So the bouncer told me I could leave the easy way or the hard way. I told him I was going to make him earn his 10 bucks that hour.
Apparently you chose the latter.
I just saw a girl in Albersons in spandex and curlers buying PBR. Only PBR.
You kept yelling that her vagina looked like a hatchet wound.
FYI : beer farts in the morning chase women right out of bed!
Miserable. My projectile vomit just woke me up from a 5.5 hour nap.
well i fell out of the hot tub and tumbled down the hill and kicked a plant in the process.
We're attempting to get a tally of how may people puked last night...Please respond with your vomit status.

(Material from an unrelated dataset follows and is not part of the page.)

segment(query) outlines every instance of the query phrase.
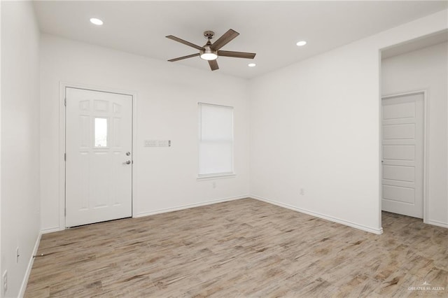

the head trauma was worth the blowjob.
Duuuude - Drag Queen Bingo wasn't supposed to end like thissss
I think he's having people over to watch him get way too drunk again
To the person who put the glitter on my ceiling fan...fuck you
I picked up the bartender so he could open the bar early and ended up with him giving me a ride home when he closed. I like snowdays and everything, but they get really expensive. Also, I think I threw up on his front door. Not checking.
Usually I just ask myself "have I been naked here?" If the answer is no I correct the situation.
I don't want my liquor store dad to judge me...
I may have just sent her dad a picture of my penis. His name's Myron, right?